44. “Rudolph the Red-Nosed Reindeer”

Best Version: The Jackson 5

When you think about it, “Rudolph the Red-Nosed Reindeer” is one of the most viral songs in history. For starters, it may well be the proto-explanatory tweet thread: “You know Dasher and Dancer and Prancer and Vixen, Comet and Cupid and Donner and Blitzen, but do you recall the most famous reindeer of ALL? (1/36)” is a perfect hook, and clearly paved the way for more aggro-niche “Yo fools, listen up while I EDUCATE you about the RHUBARB, you think you know but you have no idea (1/???)” content online.
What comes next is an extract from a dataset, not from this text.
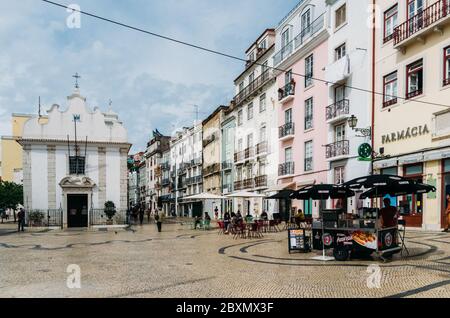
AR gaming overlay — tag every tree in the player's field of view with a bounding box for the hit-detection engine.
[0,181,23,222]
And then there’s the message delivered in the song, which is exactly the kind of thing that spreads like wildfire on Facebook—“What Santa Said to This Freakish Creature Will Restore Your Faith in Humanity”— and is, like most Facebook content, a real heart-warmer until you pause to consider the initial cruelty the story begins with. (Not to harsh anyone’s mellow, but Rudolph the Red-Nosed Reindeer is totally that guy who can’t afford a car whose coworkers buy him a used bicycle after he spends 25 years walking along the highway and we’re supposed to feel great about it. Catchy tune, though!)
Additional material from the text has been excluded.